This is a wonderful and informative article by a myofascial release physical therapist colleauge, Laura Probert, PT.
Here’s a summary if it’s just too long:
Hard body = unhealthy body
Healthy body = one that is able to move easily and freely.
Keeping a healthy body means maintenance – one of cardiovascular fitness, strength, flexibility, and myofascial mobility.
Fascia is a big deal… “Fascia and its intracellular matrix form a system inside of you that’s like one big, three dimensional web of life. It can hold the physical restrictions I’ve mentioned as well as mental or emotional energy from old trauma.”
Self – myofascial release requires the following three things:
“Stay awake” – feel what the stretch feels like!
“Breathe” – 90% of the stretch is breathing and relaxing
“Hold” – 3-5 minutes
But really… check out the article link! Fabulous work Laura!
Myofasical release / mobility is the trend to be doing after workouts and the gym. You see people rolling all over balls and foam rollers everywhere now. We also hear a lot about fascia and why we should care, even in the New York Times.
Yet what if fascia is more complex than is being described?
Fascia is commonly described as the thin filmy layer that you peel off a chicken breast. But could it be more? I challenge you to think of it as a more abstract concept.
Fascia is the spider web and glue that holds your cells together. If we removed all the cells in your body, you would still be sitting here reading this article in the exact same structure you are sitting in now.
The role of fascia is to provide the fluid and structure that allows the cells to glide past each other easily and effectively. This transmits a muscle contraction through space, coordinating the structural force through multiple muscles. For example, to stand up from a chair requires coordination and distribution of forces through the whole body.
Remember these tensegrity balls from elementary school? The ones where you pull on one side and the whole structure moves? That is the role of fascia in the body, distribute the force like shock absorbers and coordinate the movement together.
I bet you are now asking, why does this matter to me?
Well, trauma, even the littlest of trauma call microtrauma, can make your fascia become cement. Yes, you read that right, cement. The fascia looses its fluid-like nature and becomes hard. You have any tight and tender areas, trigger points in your body? That is where fascia that has become cement.
When fascia becomes cement, it becomes very strong and powerful, not allowing motion to occur. It may be crushing pain-sensitive structures such as nerves beneath it. Or it’s just a low level discomfort and lack of easy motion on your body. That’s fascial restrictions at their finest, doing what they do best… holding on tight… guarding the body from what it believes to be a threat, that further injury is just a moment away.
Hmm – ok, so now you want to know what to do about it… first thing that comes to your mind may be:
“Grab the foam roller!”
“I’ll just stretch it out!”
“Let me dig my hand into that pain!”
But what if we didn’t have to force our bodies to let go?
Research shows that the ideal pressure to change the fascia in manual therapy for permanent relief is go to the restriction at 3% sheer for a 5 minute hold (1). What?!? Sheer is a force, either through direct pressure or elongation / stretching. So…
When we stretch or use a firm yet soft ball, we only need to go to the first restricted barrier and wait. As that barrier softens, sink into the next one, and the next one for 5 minutes without letting up pressure. If you let up pressure, this starts the whole 5 minutes over again. Yes, this requires us to slow down and feel into our body, because how will we know if the barrier was there in the first place and let go if our attention wanders?
This also means that we don’t want to be forcing through the tissue, because that is way harder than 3% force. If your body is tensing up, guarding, and unable to soften around the ball, then it’s too hard. This also goes for a foam roller or stretching. We DO NOT need to be in excruciating pain to change the fascia!
Also, remember how fascia is the spider web and glue that holds our cells together? So when you use a ball or do a stretch for minimum 5 minute hold, you are impacting more than just the muscle you think you are addressing. You are affecting the ENTIRE system through the WHOLE body.

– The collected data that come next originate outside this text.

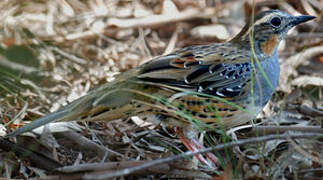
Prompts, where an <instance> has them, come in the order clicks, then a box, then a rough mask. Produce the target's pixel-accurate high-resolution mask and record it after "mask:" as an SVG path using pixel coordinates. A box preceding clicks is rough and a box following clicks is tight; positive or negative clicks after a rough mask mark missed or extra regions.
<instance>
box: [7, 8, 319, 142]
mask: <svg viewBox="0 0 323 180" xmlns="http://www.w3.org/2000/svg"><path fill="white" fill-rule="evenodd" d="M313 18H314V17H313V16H307V15H302V16H292V15H290V14H288V13H285V12H282V11H279V10H270V11H264V12H261V13H259V14H257V15H256V16H255V19H254V21H252V20H250V22H247V24H246V25H245V26H244V28H243V29H242V30H241V32H240V33H239V34H238V35H237V36H235V37H234V38H233V39H232V40H230V41H228V42H225V43H214V44H208V45H197V46H190V47H186V48H183V49H180V50H178V51H175V52H173V53H171V54H168V55H165V56H160V57H157V58H154V59H153V60H151V61H149V62H147V63H145V64H143V65H141V66H139V67H137V68H135V69H132V70H129V71H127V72H125V73H122V74H120V75H118V76H117V77H116V79H115V80H114V81H113V82H109V83H107V84H105V85H102V86H101V87H99V88H97V89H94V90H92V91H90V92H89V93H88V94H87V95H85V96H83V97H81V98H79V99H77V100H75V101H74V102H72V103H71V104H69V105H67V106H65V107H63V108H62V109H60V110H58V111H57V112H53V113H50V114H49V115H47V116H44V117H41V118H39V119H37V120H35V121H33V122H32V123H30V124H27V125H25V126H23V127H22V128H20V129H18V130H16V131H14V132H12V133H10V134H9V136H16V135H19V134H21V133H24V132H27V131H30V130H32V129H34V128H37V127H39V126H42V125H44V124H47V123H49V122H53V121H72V120H88V121H98V120H99V121H110V120H115V119H120V118H127V117H129V116H133V115H139V116H140V115H145V116H146V115H148V114H152V115H161V116H163V117H168V119H172V121H167V120H165V122H168V124H171V125H173V126H180V127H182V128H184V127H185V126H186V125H188V124H189V123H187V122H188V119H189V118H187V117H191V118H193V119H196V120H199V121H201V122H204V123H208V124H212V125H216V124H218V123H219V121H220V122H222V123H223V125H224V126H225V127H233V126H237V125H240V124H242V123H245V122H247V121H249V120H250V119H252V118H253V117H255V116H256V115H257V114H258V113H259V112H260V111H261V110H262V108H263V107H264V106H265V105H266V103H267V102H268V100H269V99H270V98H271V96H272V94H273V92H274V90H275V88H276V87H277V84H278V79H279V62H278V55H277V47H278V45H279V42H280V41H281V40H282V39H283V38H284V37H285V35H286V33H287V32H288V30H290V29H291V28H292V27H294V26H295V25H298V24H300V23H303V22H306V21H308V20H311V19H313ZM257 61H258V62H259V64H258V63H257ZM260 66H261V67H260ZM262 70H263V71H262ZM263 72H264V73H263ZM264 74H265V75H266V76H264ZM181 112H184V114H186V115H187V116H185V115H183V113H181Z"/></svg>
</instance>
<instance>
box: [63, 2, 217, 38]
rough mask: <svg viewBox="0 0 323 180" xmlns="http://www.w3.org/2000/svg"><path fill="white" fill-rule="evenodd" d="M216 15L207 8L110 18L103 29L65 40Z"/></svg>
mask: <svg viewBox="0 0 323 180" xmlns="http://www.w3.org/2000/svg"><path fill="white" fill-rule="evenodd" d="M214 14H215V12H214V8H207V9H204V10H203V11H202V10H199V9H191V8H190V9H187V10H183V11H181V12H179V13H173V14H159V15H151V16H147V17H140V18H131V19H120V18H110V19H108V22H107V23H106V26H105V27H104V26H102V28H101V29H96V30H95V31H94V30H89V31H85V32H82V33H75V34H69V35H67V36H66V37H65V38H66V39H67V40H74V39H79V38H86V37H90V36H94V35H97V34H102V33H103V32H104V31H105V30H106V29H107V27H114V26H115V27H117V28H120V29H127V28H139V27H151V26H160V25H164V24H167V23H175V22H179V21H185V20H189V19H193V18H210V17H212V16H213V15H214Z"/></svg>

How cool is that?
My teacher, John F. Barnes, PT is the original founder of myofascial release and has been teaching this form of myofascial release for over 40 years. He founded this technique due to his own incurable pain and now the research is catching up!

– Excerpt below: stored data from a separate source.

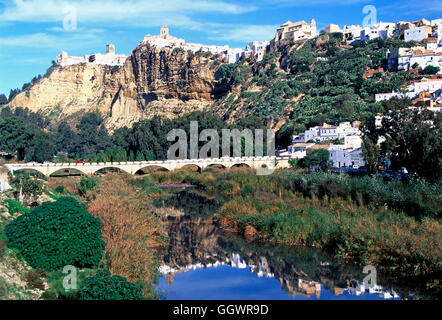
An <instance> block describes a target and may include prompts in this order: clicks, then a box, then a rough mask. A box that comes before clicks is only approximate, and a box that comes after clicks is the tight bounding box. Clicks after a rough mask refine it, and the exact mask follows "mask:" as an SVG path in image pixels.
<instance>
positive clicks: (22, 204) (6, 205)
mask: <svg viewBox="0 0 442 320" xmlns="http://www.w3.org/2000/svg"><path fill="white" fill-rule="evenodd" d="M4 204H5V206H6V208H8V212H9V214H11V215H13V214H16V213H19V214H24V213H28V212H30V211H31V210H30V209H27V208H25V207H23V204H22V203H21V202H20V201H17V200H12V199H8V200H5V201H4Z"/></svg>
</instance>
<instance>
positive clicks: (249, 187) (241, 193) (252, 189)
mask: <svg viewBox="0 0 442 320" xmlns="http://www.w3.org/2000/svg"><path fill="white" fill-rule="evenodd" d="M255 190H256V188H255V186H253V185H252V184H250V183H247V184H246V185H245V186H244V187H243V188H242V189H241V196H242V197H247V196H248V195H253V194H254V193H255Z"/></svg>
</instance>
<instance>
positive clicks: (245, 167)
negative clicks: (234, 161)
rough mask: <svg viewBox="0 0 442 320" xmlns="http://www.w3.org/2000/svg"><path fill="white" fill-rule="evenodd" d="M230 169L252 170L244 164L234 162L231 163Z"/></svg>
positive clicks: (243, 162) (245, 163)
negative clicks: (242, 169)
mask: <svg viewBox="0 0 442 320" xmlns="http://www.w3.org/2000/svg"><path fill="white" fill-rule="evenodd" d="M230 168H252V166H250V165H249V164H248V163H245V162H236V163H233V164H232V165H231V166H230Z"/></svg>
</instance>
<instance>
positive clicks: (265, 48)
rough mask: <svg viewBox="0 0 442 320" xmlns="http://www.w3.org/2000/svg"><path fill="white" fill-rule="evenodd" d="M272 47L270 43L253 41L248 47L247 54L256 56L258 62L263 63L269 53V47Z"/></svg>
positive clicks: (251, 42) (246, 46)
mask: <svg viewBox="0 0 442 320" xmlns="http://www.w3.org/2000/svg"><path fill="white" fill-rule="evenodd" d="M269 45H270V41H268V40H265V41H261V42H260V41H253V42H250V43H249V44H248V45H247V46H246V52H247V53H251V54H254V55H255V56H256V58H257V60H258V61H261V60H262V58H264V55H265V54H266V52H267V47H268V46H269Z"/></svg>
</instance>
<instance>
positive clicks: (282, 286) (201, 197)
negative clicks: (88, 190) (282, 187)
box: [156, 189, 418, 300]
mask: <svg viewBox="0 0 442 320" xmlns="http://www.w3.org/2000/svg"><path fill="white" fill-rule="evenodd" d="M222 203H223V200H222V199H221V200H220V199H216V198H210V197H206V196H205V195H203V194H202V193H201V192H198V191H197V190H190V189H186V190H174V191H173V192H171V195H170V196H169V197H167V198H165V199H164V198H163V199H161V200H159V201H157V203H156V205H157V207H158V208H160V209H170V210H163V211H162V212H163V214H162V219H163V221H164V223H165V226H166V228H167V232H168V235H169V238H170V243H169V246H168V247H167V248H166V249H165V250H164V255H163V257H162V260H161V263H160V267H159V271H160V273H161V277H160V278H159V280H158V284H157V287H156V289H157V292H158V294H159V296H160V298H161V299H172V300H176V299H183V300H200V299H202V300H204V299H213V300H217V299H222V300H236V299H247V300H255V299H260V300H285V299H326V300H342V299H364V300H367V299H370V300H371V299H404V298H406V299H416V298H418V297H417V296H416V295H415V294H413V292H412V291H410V290H408V289H404V288H397V287H395V288H394V289H393V287H391V286H389V285H388V284H387V285H385V284H384V283H382V282H381V283H377V284H376V285H374V286H371V287H369V286H366V285H364V283H363V279H364V277H365V276H366V274H363V273H362V270H359V268H355V267H352V266H348V265H344V264H341V263H339V262H337V261H334V259H332V258H330V257H328V256H327V255H326V254H324V253H323V252H321V251H320V250H317V249H312V248H304V247H295V246H285V245H279V244H278V245H273V244H269V243H262V242H256V241H255V242H252V243H247V242H246V241H245V240H244V239H243V237H241V236H238V235H236V234H234V233H231V232H227V231H224V230H222V229H221V228H219V227H218V226H217V223H216V220H215V219H214V217H213V214H214V213H215V212H216V210H217V209H218V208H219V207H220V206H221V205H222ZM172 208H173V209H172ZM164 212H169V213H167V214H164ZM377 280H378V282H379V279H377ZM386 283H388V282H386Z"/></svg>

Treat your body with gentleness and your body will respond by softening, decreasing your discomfort and/or pain, and allowing optimal movement to do whatever your mind dreams of next.
Snowboarding / skiing with friends this past weekend brought a beautiful realization – it’s the closest feeling to flying with my feet on the ground. But what if you felt you could fly every day?!? Living your dream is to spread those wings and fly. Enjoy your flight!